David Brolliet has been collecting contemporary art for the past 40 years, ever since the Swiss dealer Pierre Huber gave him his first work, when he was just 18 years old. Although Brolliet was encouraged to join his family’s real-estate firm, he instead launched his own communications and production company for the music and film industries.
The Geneva-born collector buys work only by artists he has met, and his collection includes pieces by John Armleder, Sylvie Fleury, Roman Signer, Pipilotti Rist, Kader Attia, Marlène Mocquet and Chen Zhen. He is closely involved with the Marcel Duchamp Prize for young artists and with Geneva’s Musée d’Art Moderne et Contemporain. Since the early 2000s, the French production company Creativtv has been filming a documentary on Brolliet’s life as a collector, following him from art fairs to the Venice Biennale to artists’ studios. The one-hour film is being shown, alongside a selection of works from Brolliet’s collection, at the Fondation Fernet Branca in Saint-Louis, France (until 30 September).
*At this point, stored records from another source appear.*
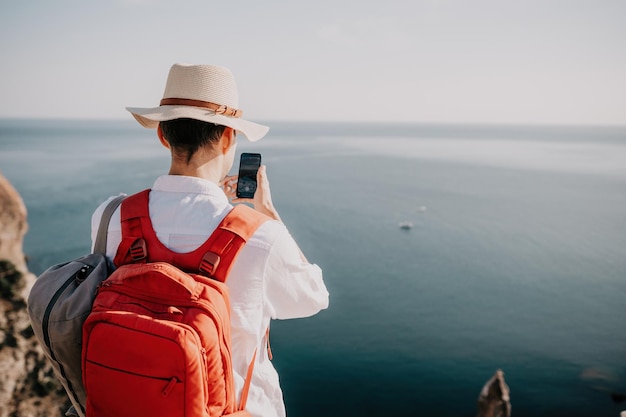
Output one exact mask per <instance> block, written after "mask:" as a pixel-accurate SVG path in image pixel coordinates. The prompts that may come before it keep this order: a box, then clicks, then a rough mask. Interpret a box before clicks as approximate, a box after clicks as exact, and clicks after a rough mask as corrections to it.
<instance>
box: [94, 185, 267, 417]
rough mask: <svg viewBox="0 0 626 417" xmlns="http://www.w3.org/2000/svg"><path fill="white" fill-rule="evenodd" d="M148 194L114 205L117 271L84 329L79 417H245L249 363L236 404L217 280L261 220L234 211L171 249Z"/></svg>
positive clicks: (228, 303) (250, 363)
mask: <svg viewBox="0 0 626 417" xmlns="http://www.w3.org/2000/svg"><path fill="white" fill-rule="evenodd" d="M149 192H150V190H145V191H143V192H140V193H138V194H135V195H133V196H130V197H127V198H126V199H125V200H124V202H123V203H122V208H121V219H122V241H121V243H120V246H119V247H118V251H117V255H116V257H115V264H116V265H118V268H117V269H116V270H115V271H114V272H113V273H112V274H111V276H110V277H109V278H107V279H106V280H105V281H103V283H102V285H101V287H100V288H99V290H98V294H97V295H96V298H95V301H94V304H93V309H92V312H91V314H90V315H89V316H88V317H87V319H86V321H85V324H84V326H83V348H82V373H83V383H84V386H85V392H86V394H87V407H86V409H87V410H86V411H87V417H113V416H115V417H126V416H128V417H141V416H150V417H160V416H163V417H214V416H225V415H231V414H235V415H236V416H238V417H243V416H249V413H247V412H246V411H245V405H246V399H247V394H248V389H249V385H250V379H251V376H252V368H253V366H254V360H255V358H254V357H253V358H251V362H250V366H249V367H248V375H247V377H246V381H245V384H244V389H243V392H242V395H241V400H240V403H239V404H236V393H235V389H234V382H233V372H232V363H231V356H230V352H231V341H230V301H229V296H228V287H227V286H226V284H225V281H226V278H227V276H228V273H229V271H230V269H231V266H232V264H233V261H234V259H235V257H236V256H237V254H238V253H239V250H240V249H241V248H242V247H243V245H244V244H245V243H246V241H247V240H248V239H249V237H250V236H251V235H252V234H253V233H254V231H255V230H256V229H257V228H258V227H259V226H260V225H261V223H263V222H264V221H265V220H266V219H267V217H265V216H263V215H262V214H260V213H259V212H257V211H255V210H253V209H251V208H249V207H246V206H244V205H238V206H236V207H235V208H234V209H233V210H232V211H231V212H230V213H229V214H228V215H227V216H226V218H224V220H223V221H222V222H221V223H220V225H219V226H218V227H217V229H216V230H215V232H213V234H212V235H211V236H210V237H209V239H207V241H206V242H205V243H204V244H203V245H201V246H200V247H199V248H198V249H196V250H195V251H192V252H189V253H176V252H172V251H171V250H169V249H167V248H166V247H165V246H164V245H163V244H162V243H161V242H160V241H159V240H158V238H157V236H156V233H155V232H154V229H153V228H152V222H151V221H150V216H149V214H148V199H149ZM255 356H256V352H255Z"/></svg>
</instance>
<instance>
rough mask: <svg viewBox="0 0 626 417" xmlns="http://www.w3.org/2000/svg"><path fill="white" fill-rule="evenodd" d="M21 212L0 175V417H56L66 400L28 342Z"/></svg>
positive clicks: (20, 202) (28, 324) (34, 343)
mask: <svg viewBox="0 0 626 417" xmlns="http://www.w3.org/2000/svg"><path fill="white" fill-rule="evenodd" d="M27 229H28V225H27V222H26V207H25V206H24V202H23V201H22V198H21V197H20V195H19V194H18V193H17V191H16V190H15V189H14V188H13V187H12V186H11V184H10V183H9V182H8V181H7V180H6V179H5V178H4V177H3V176H2V175H0V375H1V376H2V377H1V378H0V417H10V416H20V417H52V416H55V417H58V416H62V415H63V412H64V411H65V410H66V409H67V407H68V406H69V400H68V398H67V396H66V395H65V392H64V391H63V388H62V387H61V384H59V382H58V381H57V380H56V378H55V377H54V373H53V371H52V366H51V365H50V364H49V363H48V362H47V360H46V358H45V356H44V355H43V352H42V350H41V347H40V346H39V344H38V342H37V340H36V339H35V337H34V334H33V330H32V328H31V326H30V321H29V318H28V313H27V311H26V300H27V299H28V292H29V291H30V287H31V286H32V283H33V282H34V281H35V277H34V276H33V274H31V273H29V272H28V269H27V266H26V261H25V257H24V252H23V239H24V235H25V234H26V230H27Z"/></svg>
How did you first get into collecting, and what was your first purchase?
My mother was keen on contemporary art, but my dad was traditional and cynical about any Modern art; he collected drawings but would only go as late as Dalí. When I was 18, I took him to a show at Pierre Huber’s gallery in Geneva, of a young artist called Igor Mitoraj, because my father loved Ancient Roman sculptures and Mitoraj’s work is very close to that. He bought a work and Huber was so amazed that he told me to go into the back room and choose a work to take home. I chose a small sculpture of a paint brush by the artist Daniel Aubanel, which is in the show in Saint-Louis.
What is your most recent purchase?
At Artgenève in January, I bought a little sculpture by Jake and Dinos Chapman, a bronze called Even the dung beetle stares up at the stars [2016], from Blain Southern gallery. I love it; it’s very macabre.
What is your preferred way of buying art?
I do everything. I buy from artists’ studios if they are not represented by a gallery, or through galleries, or at fairs, or at auction. I have certain galleries I follow, but I don’t use an adviser; I trust my own judgement.
What is the most valuable piece in your collection?
I collect with my heart, not with my wallet. But I looked on the Artprice database and the most valuable works of art now—worth around €200,000 each, I think—are a painting by David Salle, Curtain Down [1993], a photograph from Cindy Sherman’s Witches series [Untitled, 1994] and a large wooden armoire by Wim Delvoye from around 1988.
If your house was on fire, which work would you save?
I think the Chapman sculpture; a work by Yoko Ono, because I used to know her in Geneva; and the Aubanel.
If money was no object, what would be your dream buy?
I am in love with Roy Lichtenstein and when my father died, I could have bought one but didn’t. I would buy one of the aeroplane works with a “BOOM!”, and a Magritte—something with a hat, a face and an apple.
Which work in your collection requires the most maintenance?
I bought a work by the British artist James Hopkins that is very big, fragile and complex. It is four sculptures of characters from the US cartoon South Park.
Which artists, dead or alive, would you invite to your dream dinner party?
Many years ago, I had an amazing encounter with Robert Indiana, who just died, so I would invite him—and Tunga, Chen Zhen, John Armleder, Kader Attia, Sylvie Fleury, Nan Goldin and Vanessa Beecroft.
Which work do you regret not buying when you had the chance?
I didn’t pay enough attention to some artists early in their career. Subodh Gupta is a wonderful artist and friend. I promoted him, but never bought his work. Now he is rightly represented by big galleries and is very expensive.
What is the most surprising place in which you have displayed a work?
When I was young and living in a small studio apartment in New York, I had art hanging everywhere, including on the refrigerator door, pinned up with magnets.
What’s the best collecting advice you have been given?
The best thing is to listen to what your heart tells you to do.